John, ainsi interpellé, se prit à rougir, et deux larmes coulèrent involontairement de ses yeux.

« Rassurez-vous, miss, dit James Playfair, d’une voix plus douce, et veuillez m’apprendre à quelle circonstance je dois l’honneur de vous avoir à mon bord. »

La jeune fille hésita un instant à répondre ; puis, rassurée par le regard du capitaine, elle se décida à parler.

« Monsieur, dit-elle, je vais rejoindre mon père à Charleston. La ville est investie par terre, bloquée par mer. Je ne savais donc comment y pénétrer, lorsque j’appris que le Delphin se proposait d’en forcer le blocus. J’ai donc pris passage à votre bord, monsieur, et je vous prie de m’excuser si j’ai agi sans votre consentement. Vous me l’auriez refusé.

— Certes, dit James Playfair.

— J’ai donc bien fait de ne pas vous le demander », répondit la jeune fille d’une voix plus ferme.
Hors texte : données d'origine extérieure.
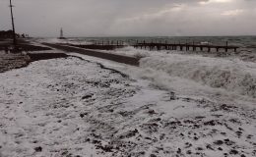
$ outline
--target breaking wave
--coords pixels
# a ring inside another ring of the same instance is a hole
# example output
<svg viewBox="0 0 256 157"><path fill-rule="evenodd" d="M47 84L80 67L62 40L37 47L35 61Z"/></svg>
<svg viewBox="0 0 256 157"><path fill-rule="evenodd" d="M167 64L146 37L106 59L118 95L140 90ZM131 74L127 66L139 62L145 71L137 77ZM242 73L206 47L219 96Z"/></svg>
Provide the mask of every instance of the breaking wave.
<svg viewBox="0 0 256 157"><path fill-rule="evenodd" d="M164 72L170 77L256 97L256 63L171 54L143 58L140 66Z"/></svg>

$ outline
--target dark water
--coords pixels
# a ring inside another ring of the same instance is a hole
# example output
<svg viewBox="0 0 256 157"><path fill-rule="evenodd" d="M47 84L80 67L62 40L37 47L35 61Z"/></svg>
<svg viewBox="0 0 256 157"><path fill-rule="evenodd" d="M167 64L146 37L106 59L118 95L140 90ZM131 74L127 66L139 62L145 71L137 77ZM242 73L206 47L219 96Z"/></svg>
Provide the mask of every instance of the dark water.
<svg viewBox="0 0 256 157"><path fill-rule="evenodd" d="M236 45L243 48L256 49L256 36L155 36L155 37L74 37L69 38L74 41L114 41L121 40L127 44L134 44L139 42L168 42L168 43L209 43L214 45L225 45L226 41L228 45Z"/></svg>

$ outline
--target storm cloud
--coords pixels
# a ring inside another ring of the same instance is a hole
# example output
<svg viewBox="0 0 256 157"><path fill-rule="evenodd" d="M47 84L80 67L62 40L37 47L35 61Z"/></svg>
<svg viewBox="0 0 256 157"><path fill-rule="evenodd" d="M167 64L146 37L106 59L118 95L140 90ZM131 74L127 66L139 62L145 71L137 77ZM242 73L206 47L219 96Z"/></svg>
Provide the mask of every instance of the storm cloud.
<svg viewBox="0 0 256 157"><path fill-rule="evenodd" d="M255 35L255 0L13 0L18 32L32 36ZM0 0L0 29L10 29Z"/></svg>

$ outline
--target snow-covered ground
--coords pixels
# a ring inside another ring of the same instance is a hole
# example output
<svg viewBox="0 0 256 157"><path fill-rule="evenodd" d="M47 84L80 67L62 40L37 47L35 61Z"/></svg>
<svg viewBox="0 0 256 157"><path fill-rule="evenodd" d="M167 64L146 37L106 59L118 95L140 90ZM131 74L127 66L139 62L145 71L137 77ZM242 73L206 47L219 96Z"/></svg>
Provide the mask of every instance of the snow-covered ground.
<svg viewBox="0 0 256 157"><path fill-rule="evenodd" d="M136 68L72 55L0 74L1 157L256 155L254 95L191 78L212 70L203 59L152 56ZM247 66L233 71L251 80Z"/></svg>

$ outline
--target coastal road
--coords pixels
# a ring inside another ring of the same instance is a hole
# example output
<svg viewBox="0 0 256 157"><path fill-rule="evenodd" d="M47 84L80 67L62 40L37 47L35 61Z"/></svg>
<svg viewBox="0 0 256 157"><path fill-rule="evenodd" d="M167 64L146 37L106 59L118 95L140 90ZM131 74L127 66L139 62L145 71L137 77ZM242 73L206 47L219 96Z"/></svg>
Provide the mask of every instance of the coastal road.
<svg viewBox="0 0 256 157"><path fill-rule="evenodd" d="M63 45L63 44L52 44L52 43L42 43L43 45L60 49L63 51L67 52L76 52L80 53L83 55L88 55L88 56L94 56L94 57L98 57L110 61L115 61L118 63L124 63L127 65L131 66L139 66L139 58L135 57L129 57L129 56L123 56L123 55L116 55L116 54L110 54L110 53L104 53L104 52L98 52L98 51L92 51L88 49L83 49L83 48L77 48L74 46L68 46L68 45Z"/></svg>

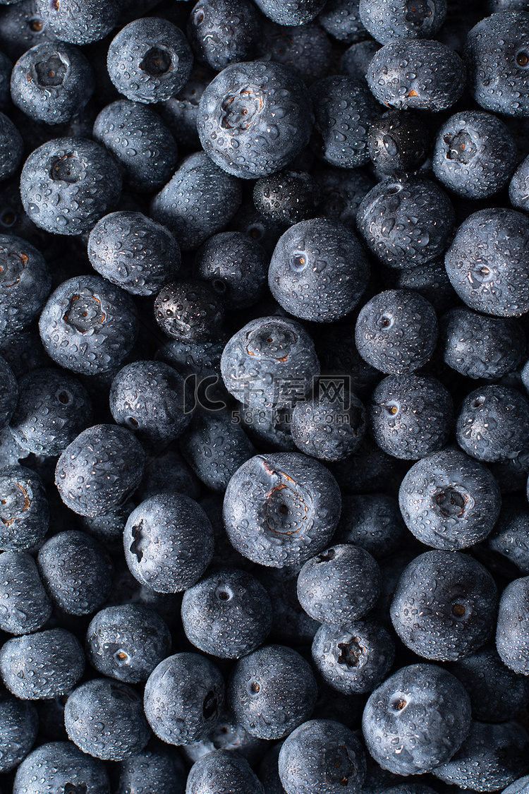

Le capitaine se croisa les bras, fit un tour dans sa cabine, puis il revint.

« Quel est votre nom ? lui demanda-t-il.

— Jenny Halliburtt.

— Votre père, si je m’en rapporte à l’adresse des lettres saisies entre les mains de Crockston, n’est-il pas de Boston ?

— Oui, monsieur.

— Et un homme du Nord se trouve ainsi dans une ville du Sud au plus fort de la guerre des États-Unis ?

— Mon père est prisonnier, monsieur. Il se trouvait à Charleston quand furent tirés les premiers coups de fusil de la guerre civile, et lorsque les troupes de l’Union se virent chassées du fort Sumter par les Confédérés. Les opinions de mon père le désignaient à la haine du parti esclavagiste, et, au mépris de tous les droits, il fut emprisonné par les ordres du général Beauregard. J’étais alors en Angleterre auprès d’une parente qui vient de mourir, et seule, sans autre appui que Crockston, le plus fidèle serviteur de ma famille, j’ai voulu rejoindre mon père et partager sa prison.

— Et qu’était donc M. Halliburtt ? demanda James Playfair.

— Un loyal et brave journaliste, répondit Jenny avec fierté, l’un des plus dignes rédacteurs de la Tribune[2], et celui qui a le plus intrépidement défendu la cause des noirs.

— Un abolitionniste ! s’écria violemment le capitaine, un de ces hommes qui, sous le vain prétexte d’abolir l’esclavage, ont couvert leur pays de sang et de ruines !

— Monsieur, répondit Jenny Halliburtt en pâlissant, vous insultez mon père ! Vous ne devez pas oublier que je suis seule ici à le défendre ! »

Une vive rougeur monta au front du jeune capitaine ; une colère mêlée de honte s’empara de lui. Peut-être allait-il répondre sans ménagement à la jeune fille ; mais il parvint à se contenir et ouvrit la porte de sa cabine.

« Maître », cria-t-il.

Le maître d’équipage accourut aussitôt.

« Cette cabine sera désormais celle de miss Jenny Halliburtt, dit-il. Qu’on me prépare un cadre au fond de la dunette. Il ne m’en faut pas davantage. »

Le maître d’équipage regardait d’un œil stupéfait ce jeune novice qualifié d’un nom féminin ; mais, sur un signe de James Playfair, il sortit.

« Et maintenant, miss, vous êtes chez vous », dit le jeune capitaine du Delphin.

Puis il se retira.



  1. Littéralement, cat of nine tails, martinet composé de neuf courroies, fort en usage dans la marine anglaise.
  2. Journal entièrement dévoué à l’abolition de l’esclavage.